The politicization of science has ingrained in our political life something about which we ought to be highly skeptical: The argument from authority. It is doing extraordinary damage to the republic, through governmental responses — federal, state and municipal — to the coronavirus.
And it will keep doing damage unless and until we restore the burden of proof.
There is no doubt that governments have a compelling interest in public safety, which includes preventing the spread of a potentially deadly infectious disease. It is nevertheless the foundational conceit of the American republic that governments are created to secure the fundamental rights of a nation’s citizens — our rights to life, liberty and the pursuit of happiness. Moreover, the legitimacy of government is dependent on the consent of the governed.
In the United States, authority is subordinate to liberty. Government is the servant, not the master.

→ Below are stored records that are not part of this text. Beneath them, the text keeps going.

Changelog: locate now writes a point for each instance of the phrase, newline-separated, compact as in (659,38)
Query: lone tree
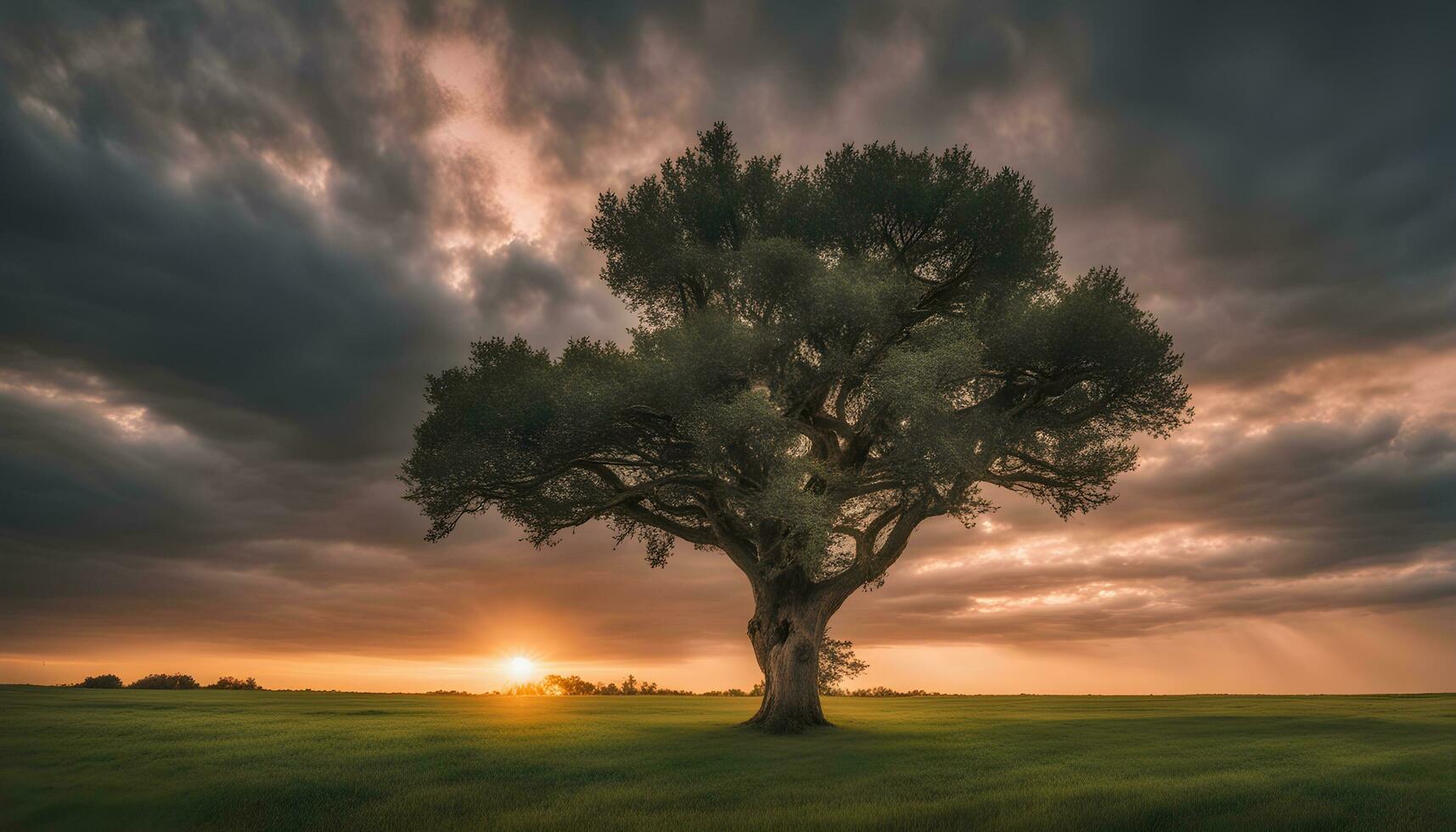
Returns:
(826,359)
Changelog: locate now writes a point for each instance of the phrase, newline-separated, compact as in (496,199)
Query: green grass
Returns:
(234,760)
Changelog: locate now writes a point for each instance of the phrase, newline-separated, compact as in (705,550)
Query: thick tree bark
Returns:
(785,630)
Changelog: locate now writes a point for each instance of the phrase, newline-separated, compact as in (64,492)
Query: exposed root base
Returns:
(786,726)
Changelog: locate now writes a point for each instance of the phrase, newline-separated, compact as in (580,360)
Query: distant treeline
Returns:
(554,685)
(551,685)
(169,683)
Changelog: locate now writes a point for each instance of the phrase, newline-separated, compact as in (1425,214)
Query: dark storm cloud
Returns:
(233,241)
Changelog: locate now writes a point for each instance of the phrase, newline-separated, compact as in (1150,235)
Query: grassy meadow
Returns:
(236,760)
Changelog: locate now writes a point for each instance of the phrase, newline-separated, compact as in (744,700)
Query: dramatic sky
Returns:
(234,238)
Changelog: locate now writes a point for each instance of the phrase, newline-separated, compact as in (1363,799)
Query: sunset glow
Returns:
(217,325)
(521,669)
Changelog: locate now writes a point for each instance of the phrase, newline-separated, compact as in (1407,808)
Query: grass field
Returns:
(233,760)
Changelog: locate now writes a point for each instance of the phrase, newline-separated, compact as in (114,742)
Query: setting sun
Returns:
(521,667)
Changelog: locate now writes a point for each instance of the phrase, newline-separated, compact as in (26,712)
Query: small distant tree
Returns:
(824,360)
(230,683)
(166,683)
(104,681)
(568,685)
(837,663)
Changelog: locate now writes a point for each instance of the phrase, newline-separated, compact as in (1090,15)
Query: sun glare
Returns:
(521,667)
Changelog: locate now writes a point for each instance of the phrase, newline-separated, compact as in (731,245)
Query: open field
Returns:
(152,760)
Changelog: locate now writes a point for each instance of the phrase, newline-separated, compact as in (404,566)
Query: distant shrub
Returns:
(166,683)
(104,681)
(229,683)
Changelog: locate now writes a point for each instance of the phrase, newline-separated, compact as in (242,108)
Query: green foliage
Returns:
(826,357)
(222,760)
(837,663)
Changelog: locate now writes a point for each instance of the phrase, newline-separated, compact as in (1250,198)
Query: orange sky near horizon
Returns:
(242,270)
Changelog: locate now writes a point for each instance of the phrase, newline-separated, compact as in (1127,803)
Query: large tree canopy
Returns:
(826,359)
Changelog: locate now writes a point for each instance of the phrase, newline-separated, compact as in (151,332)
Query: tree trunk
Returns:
(785,632)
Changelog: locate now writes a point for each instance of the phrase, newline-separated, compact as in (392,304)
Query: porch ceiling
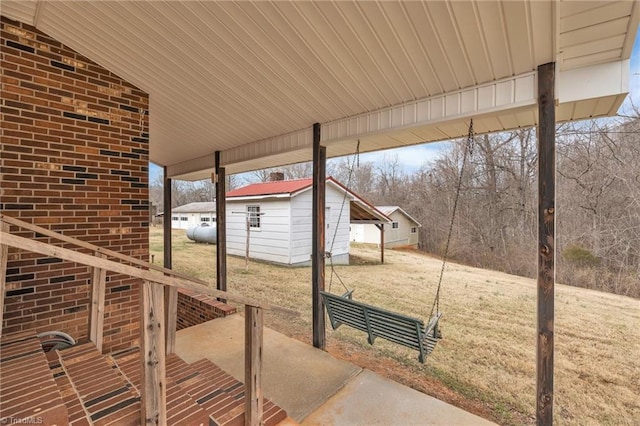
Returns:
(250,78)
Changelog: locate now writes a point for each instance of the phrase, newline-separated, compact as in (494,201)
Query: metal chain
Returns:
(468,151)
(356,160)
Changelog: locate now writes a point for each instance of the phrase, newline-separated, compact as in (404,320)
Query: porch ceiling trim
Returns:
(249,79)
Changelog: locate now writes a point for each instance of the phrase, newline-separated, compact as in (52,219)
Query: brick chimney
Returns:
(276,176)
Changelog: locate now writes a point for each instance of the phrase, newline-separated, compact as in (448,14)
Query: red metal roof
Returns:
(271,188)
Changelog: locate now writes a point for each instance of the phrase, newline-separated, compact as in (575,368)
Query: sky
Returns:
(411,158)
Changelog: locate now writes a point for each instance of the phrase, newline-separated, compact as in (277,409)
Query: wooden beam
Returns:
(253,335)
(221,225)
(96,319)
(318,238)
(170,293)
(4,257)
(171,318)
(166,221)
(86,259)
(381,228)
(152,355)
(546,242)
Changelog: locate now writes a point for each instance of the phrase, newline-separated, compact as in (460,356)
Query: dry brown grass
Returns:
(486,362)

In our society, the argument from authority should never be the final word, notwithstanding the progressive vision of government by bureaucracies of purportedly agenda-free experts.
This does not mean that expertise, in particular the mastery of science, is insignificant. It is critical. But it does not have declarative authority. Expertise is not right because it says so. It is there to help us, not order us. It has to compete. It has to convince. And unless it does, it should have no power to infringe on our liberties.
This is not a radical concept. No matter what anyone tells you, it is not a conservative-versus-liberal thing, not Republican-versus-Democrat or Trump-versus-Anti-Trump. It is a basic, indisputable fact. It plays out every day in the justice system, which we use to resolve many of society’s most significant controversies.